A pergunta da discórdia não é apenas uma falha de um professor ou de uma comissão de exames. É um sintoma claro de um sistema que precisa de mais vigilância, mais debate e, sobretudo, mais respeito pela complexidade do passado e mais competência da parte de seus gestores. Se queremos formar cidadãos livres e críticos, a História deve ser ensinada com fontes plurais, vozes contraditórias e narrativas abertas — e nunca como uma lição ditada pelo poder do momento.
No meio da habitual “tranquilidade” das provas finais do 12.º ano, uma pergunta do exame nacional de História gerou polémica — e não sem razão.
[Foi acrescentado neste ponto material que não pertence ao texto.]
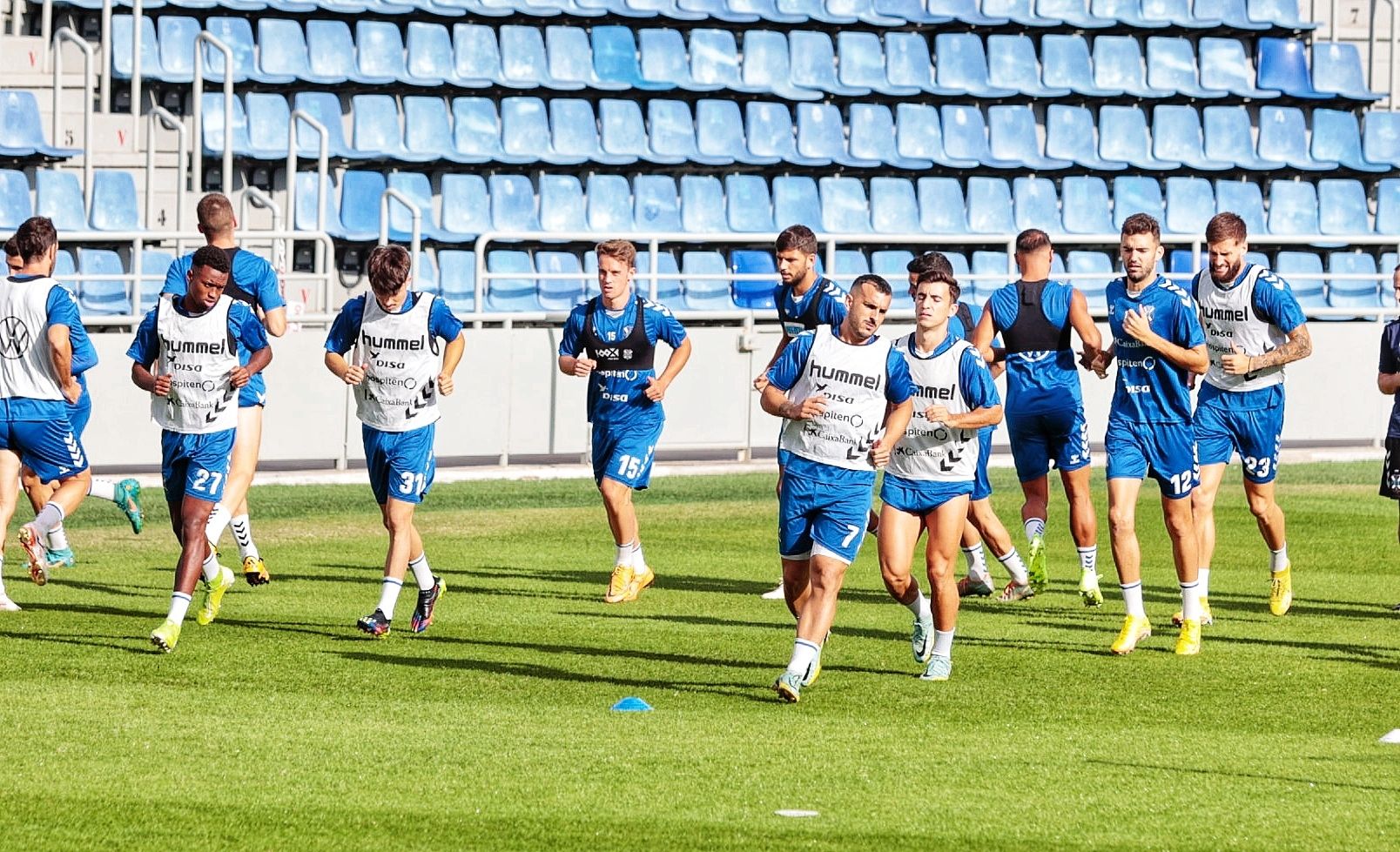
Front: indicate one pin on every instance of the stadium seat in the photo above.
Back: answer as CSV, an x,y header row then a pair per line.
x,y
1013,138
1134,193
1036,205
1013,64
1176,138
1087,206
1190,203
1073,135
750,206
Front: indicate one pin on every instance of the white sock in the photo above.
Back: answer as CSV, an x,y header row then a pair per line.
x,y
804,658
389,596
218,520
920,607
421,573
1035,527
942,642
1192,602
1133,599
179,605
1015,567
103,488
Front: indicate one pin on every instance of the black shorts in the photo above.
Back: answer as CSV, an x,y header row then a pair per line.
x,y
1390,472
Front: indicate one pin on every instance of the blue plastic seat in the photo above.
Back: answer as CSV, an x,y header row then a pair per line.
x,y
750,205
1013,138
962,66
989,206
1087,206
1282,136
1071,133
1178,138
1123,136
1013,64
702,205
1133,193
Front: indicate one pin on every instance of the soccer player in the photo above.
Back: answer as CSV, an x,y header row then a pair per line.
x,y
1253,326
845,396
1389,382
37,386
932,470
253,283
398,372
805,301
619,332
1045,409
983,524
186,356
1158,345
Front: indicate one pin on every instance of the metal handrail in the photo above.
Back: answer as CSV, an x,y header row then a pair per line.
x,y
225,179
66,34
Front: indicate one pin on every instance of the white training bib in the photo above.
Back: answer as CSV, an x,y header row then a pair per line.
x,y
400,388
1229,320
198,352
853,379
932,451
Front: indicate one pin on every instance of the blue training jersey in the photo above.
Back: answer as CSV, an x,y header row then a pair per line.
x,y
1148,388
619,398
1039,381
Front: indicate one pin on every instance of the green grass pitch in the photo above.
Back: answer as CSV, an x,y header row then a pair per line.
x,y
282,728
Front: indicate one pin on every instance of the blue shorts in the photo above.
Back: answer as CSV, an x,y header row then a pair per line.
x,y
624,453
50,448
920,497
195,465
831,516
1255,434
1036,439
1165,451
400,463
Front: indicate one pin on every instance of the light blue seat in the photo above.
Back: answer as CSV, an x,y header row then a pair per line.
x,y
1178,138
467,209
814,64
1071,133
1190,203
1013,64
609,203
1123,136
962,66
1087,206
989,206
1171,67
1133,193
702,205
750,205
1282,136
796,200
965,136
1013,138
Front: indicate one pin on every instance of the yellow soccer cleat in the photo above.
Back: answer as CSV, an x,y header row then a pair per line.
x,y
1282,591
1134,630
1188,641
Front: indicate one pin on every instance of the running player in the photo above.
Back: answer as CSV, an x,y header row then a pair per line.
x,y
1045,410
255,285
1253,326
846,399
932,470
192,345
398,372
619,331
804,299
1158,345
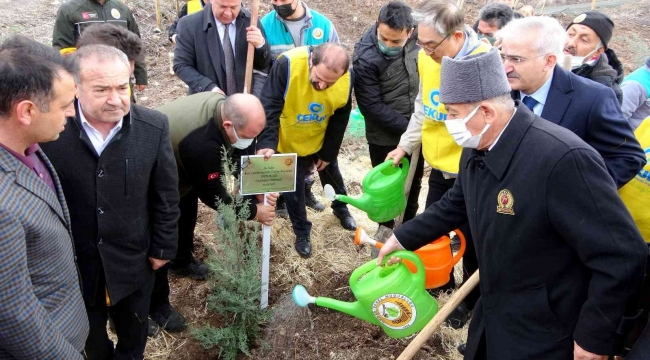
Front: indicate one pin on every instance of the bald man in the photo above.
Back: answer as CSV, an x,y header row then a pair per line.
x,y
307,100
201,125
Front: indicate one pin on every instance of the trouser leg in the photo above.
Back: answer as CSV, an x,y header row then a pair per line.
x,y
160,292
189,208
295,201
130,316
331,175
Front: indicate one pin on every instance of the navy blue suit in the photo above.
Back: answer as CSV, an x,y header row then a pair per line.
x,y
592,112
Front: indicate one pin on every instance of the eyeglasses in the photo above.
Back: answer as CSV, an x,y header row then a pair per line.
x,y
430,50
514,59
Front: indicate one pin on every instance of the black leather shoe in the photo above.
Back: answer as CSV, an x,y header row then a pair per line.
x,y
455,243
281,211
303,246
312,202
194,270
459,317
169,319
347,221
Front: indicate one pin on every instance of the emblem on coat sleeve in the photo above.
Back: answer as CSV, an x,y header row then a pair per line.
x,y
505,202
317,33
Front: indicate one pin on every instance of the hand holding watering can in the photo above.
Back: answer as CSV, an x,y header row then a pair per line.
x,y
436,256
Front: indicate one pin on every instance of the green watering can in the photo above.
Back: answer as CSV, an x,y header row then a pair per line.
x,y
383,196
389,296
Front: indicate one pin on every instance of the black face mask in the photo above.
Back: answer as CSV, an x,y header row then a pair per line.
x,y
284,11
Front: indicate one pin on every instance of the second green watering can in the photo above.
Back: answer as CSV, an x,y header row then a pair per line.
x,y
389,296
383,196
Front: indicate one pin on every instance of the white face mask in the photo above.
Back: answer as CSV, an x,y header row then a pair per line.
x,y
577,61
241,143
462,136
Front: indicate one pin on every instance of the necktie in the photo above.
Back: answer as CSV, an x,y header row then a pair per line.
x,y
231,85
529,102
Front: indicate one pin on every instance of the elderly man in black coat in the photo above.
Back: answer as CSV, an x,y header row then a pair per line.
x,y
203,62
118,173
561,260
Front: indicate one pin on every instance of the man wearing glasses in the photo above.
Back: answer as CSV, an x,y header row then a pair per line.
x,y
441,32
307,100
589,109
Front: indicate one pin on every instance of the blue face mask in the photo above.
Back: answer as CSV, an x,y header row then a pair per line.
x,y
390,51
488,38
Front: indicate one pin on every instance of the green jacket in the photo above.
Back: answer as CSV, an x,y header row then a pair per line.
x,y
198,139
75,15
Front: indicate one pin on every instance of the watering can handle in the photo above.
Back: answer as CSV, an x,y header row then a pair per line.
x,y
405,168
361,270
420,275
460,253
389,163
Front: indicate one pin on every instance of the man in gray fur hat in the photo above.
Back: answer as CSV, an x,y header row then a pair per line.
x,y
561,260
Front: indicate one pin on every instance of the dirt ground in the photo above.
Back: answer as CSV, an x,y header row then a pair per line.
x,y
314,333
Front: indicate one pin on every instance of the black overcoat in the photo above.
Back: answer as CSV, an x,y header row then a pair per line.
x,y
559,254
123,204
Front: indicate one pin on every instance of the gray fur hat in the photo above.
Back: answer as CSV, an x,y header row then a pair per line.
x,y
473,78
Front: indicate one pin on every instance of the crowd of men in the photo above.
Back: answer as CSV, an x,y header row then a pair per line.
x,y
100,195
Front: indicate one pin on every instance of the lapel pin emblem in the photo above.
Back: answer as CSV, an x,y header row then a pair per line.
x,y
505,202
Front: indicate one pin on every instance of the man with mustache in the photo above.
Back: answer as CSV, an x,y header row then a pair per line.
x,y
119,176
587,37
307,100
587,108
441,31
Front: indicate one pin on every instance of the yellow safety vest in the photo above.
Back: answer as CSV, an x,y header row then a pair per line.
x,y
636,193
306,111
193,6
438,147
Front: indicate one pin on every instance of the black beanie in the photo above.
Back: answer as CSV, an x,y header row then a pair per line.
x,y
598,22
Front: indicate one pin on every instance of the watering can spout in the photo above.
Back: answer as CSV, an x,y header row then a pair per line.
x,y
355,309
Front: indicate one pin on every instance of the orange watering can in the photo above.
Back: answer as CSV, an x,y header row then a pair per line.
x,y
436,257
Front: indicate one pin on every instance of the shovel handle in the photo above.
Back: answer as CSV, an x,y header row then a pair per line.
x,y
439,318
461,251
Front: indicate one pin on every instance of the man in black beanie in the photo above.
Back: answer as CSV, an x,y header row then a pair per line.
x,y
587,38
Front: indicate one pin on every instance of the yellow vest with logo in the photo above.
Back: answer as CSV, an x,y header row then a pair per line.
x,y
438,147
193,6
636,193
306,111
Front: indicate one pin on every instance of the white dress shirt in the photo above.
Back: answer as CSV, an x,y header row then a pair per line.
x,y
504,129
96,138
540,95
232,30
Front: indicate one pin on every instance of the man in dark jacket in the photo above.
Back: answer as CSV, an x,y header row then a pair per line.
x,y
203,62
561,266
75,15
119,177
307,100
386,83
587,37
42,314
189,8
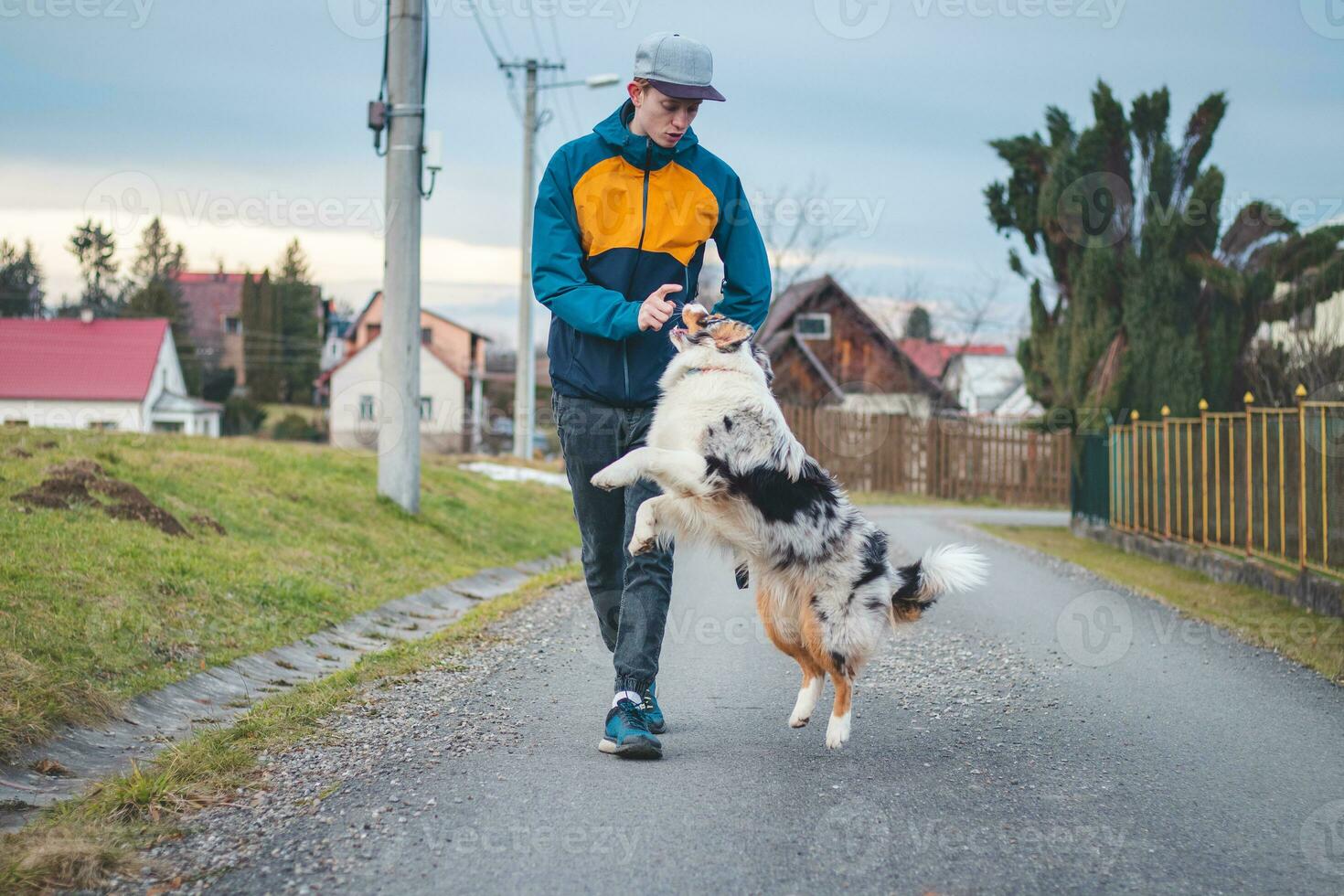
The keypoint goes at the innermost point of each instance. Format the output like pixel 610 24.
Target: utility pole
pixel 525 377
pixel 398 432
pixel 525 371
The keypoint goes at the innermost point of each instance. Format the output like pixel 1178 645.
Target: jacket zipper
pixel 644 223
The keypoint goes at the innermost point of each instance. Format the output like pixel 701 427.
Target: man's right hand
pixel 657 308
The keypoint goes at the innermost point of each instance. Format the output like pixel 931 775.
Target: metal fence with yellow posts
pixel 1266 481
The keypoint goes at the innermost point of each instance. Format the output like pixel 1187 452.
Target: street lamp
pixel 525 377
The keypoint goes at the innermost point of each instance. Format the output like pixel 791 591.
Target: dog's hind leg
pixel 814 678
pixel 837 730
pixel 841 669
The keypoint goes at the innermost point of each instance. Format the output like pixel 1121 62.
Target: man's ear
pixel 729 335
O que parecia, à primeira vista, uma questão normal de interpretação da história recente, revelou-se um espelho de problemas mais profundos do sistema educativo cabo-verdiano.
Mais do que uma tentativa deliberada de instrumentalização ideológica da escola, esta pergunta tornou-se um sinal claro de uma falha estrutural: o insucesso da reforma educativa em garantir rigor, equilíbrio e pensamento crítico no ensino da História.
A Pergunta Polémica
A questão em causa, inserida no tema “Percurso da institucionalização da democracia”, apresentava dois documentos: uma declaração política do MPD, datada de 14 de março de 1990, e uma afirmação recente do Presidente da República (35 anos depois do primeiro documento), exaltando Carlos Veiga como “champion da liberdade e da democracia”. Com base nestes textos, os alunos deviam:
- Identificar fatores internos e externos que levaram ao fim do regime de partido único;
- Comentar o papel de Carlos Veiga na institucionalização da democracia.
Onde Está o Problema?
À primeira vista, a pergunta parece cumprir os objetivos curriculares: leitura de documentos históricos, contextualização e análise crítica e, especificamente, Descrever o papel de Carlos Veiga, do seu governo e do novo parlamento na produção legislativas de reforço do Estado Democrático, conforme consta do Programa de História – 12.º Anos de escolaridade – Componente de Formação Específica – Área de Humanística, pagina 16. No entanto, uma análise mais atenta revela diversos erros pedagógicos e epistemológicos.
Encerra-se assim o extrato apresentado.